Thirty-seven items are listed as long-term actions (down from 52), including many that have been sitting on the list for a long time now. Implementation of Dodd-Frank’s pay for performance (see HERE) has sat on the long-term list for several years now. Other items still on the long-term list include universal proxy (originally proposed in October 2016 – see HERE); and corporate board diversity (although nothing has been proposed, it is a hot topic); and the definitions of mortgage-related security and small-business-related security.
Also still on the long-term list (or added to the list) are numerous Dodd-Frank mandated provisions including additional proxy process amendments; reporting on proxy votes on executive compensation (i.e., say-on-pay – see HERE); stress testing for large asset managers; prohibitions of conflicts of interest relating to certain securitizations; incentive-based compensation arrangements; removal of certain references to credit ratings under the Securities Exchange Act of 1934; conflict minerals amendments (being challenged in lengthy court proceedings on constitutional First Amendment basis); and covered broker-dealer provisions under Title II of Dodd-Frank.
New to the list are asset-backed securities disclosures (last amended in 2014); mandated electronic filings; Regulation AB amendments; modernization of investment company disclosures, including fee disclosures; custody rules for investment companies; amendments to the Family Office Rule; amendments to Rule 17a-7 under the Investment Company Act concerning the exemption of certain purchase or sale transactions between an investment company and certain affiliated persons; broker-dealer liquidity stress testing, early warning, and account transfer requirements; additional changes to exchange-traded products; recordkeeping and risk controls specific to algorithmic trading; amendments to the rules regarding the consolidated audit trail; execution quality disclosure; credit rating agencies’ conflicts of interest; amendments to requirements for filer validation and access to the EDGAR filing system and simplification of EDGAR filings.

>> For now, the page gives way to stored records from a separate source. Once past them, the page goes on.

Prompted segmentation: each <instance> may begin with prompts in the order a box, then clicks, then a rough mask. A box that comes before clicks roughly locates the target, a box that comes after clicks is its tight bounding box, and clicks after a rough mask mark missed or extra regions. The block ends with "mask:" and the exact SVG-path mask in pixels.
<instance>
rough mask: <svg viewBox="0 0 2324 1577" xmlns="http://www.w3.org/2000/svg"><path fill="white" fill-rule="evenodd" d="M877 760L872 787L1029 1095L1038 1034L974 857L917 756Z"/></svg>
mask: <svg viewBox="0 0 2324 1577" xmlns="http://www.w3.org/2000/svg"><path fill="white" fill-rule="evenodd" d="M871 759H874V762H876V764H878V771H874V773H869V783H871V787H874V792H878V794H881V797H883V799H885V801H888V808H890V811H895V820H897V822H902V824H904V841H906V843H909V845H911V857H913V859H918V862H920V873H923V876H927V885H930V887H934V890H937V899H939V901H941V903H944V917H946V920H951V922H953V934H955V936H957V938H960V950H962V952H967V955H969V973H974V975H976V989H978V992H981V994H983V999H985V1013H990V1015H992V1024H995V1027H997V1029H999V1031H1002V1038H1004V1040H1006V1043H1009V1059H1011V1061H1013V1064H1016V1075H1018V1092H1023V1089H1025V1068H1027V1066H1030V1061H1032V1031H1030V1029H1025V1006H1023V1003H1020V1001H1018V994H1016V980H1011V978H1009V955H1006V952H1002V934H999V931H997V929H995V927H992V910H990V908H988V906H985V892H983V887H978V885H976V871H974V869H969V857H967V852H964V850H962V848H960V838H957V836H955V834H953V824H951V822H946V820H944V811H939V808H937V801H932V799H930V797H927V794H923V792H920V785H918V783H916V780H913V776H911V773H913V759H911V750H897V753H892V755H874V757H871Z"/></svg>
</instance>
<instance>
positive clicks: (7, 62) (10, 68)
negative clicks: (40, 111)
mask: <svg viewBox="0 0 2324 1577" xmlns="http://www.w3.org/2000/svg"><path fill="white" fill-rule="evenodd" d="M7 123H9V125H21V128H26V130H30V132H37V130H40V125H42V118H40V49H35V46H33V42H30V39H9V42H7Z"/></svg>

Also new to the list are a few electronic filing matters including electronic filing of broker-dealer annual reports, financial information sent to customers, and risk-assessment reports, and electronic filing of Form 1 by a prospective national securities exchange and amendments to Form 1 by national securities exchanges; Form 19b-4(e) by SROs that list and trade new derivative securities products; and Forms ATS and ATS-R regarding the initial, quarterly, and cessation of operation reports by ATSs.
Several swap-based rules remain on the long-term list or have been added to the list including ownership limitations and governance requirements for security-based swap clearing agencies, security-based swap execution facilities, and national exchanges; end user exception to mandatory clearing of security-based swaps; registration and regulation of security based swap execution facilities; and establishing the form and manner with which security-based swap data repositories must make security-based swap data available to the SEC.
Also remaining on the long-term action list are Regulation Finders. The topic of finders has been ongoing for many years, but unfortunately has not gained any traction. See HERE for more information.
Other interesting items on the long-term agenda are rule changes to short sale disclosure reforms and registration of alternative trading systems. Alternative trading systems have garnered interest for their potential use for securities token trading.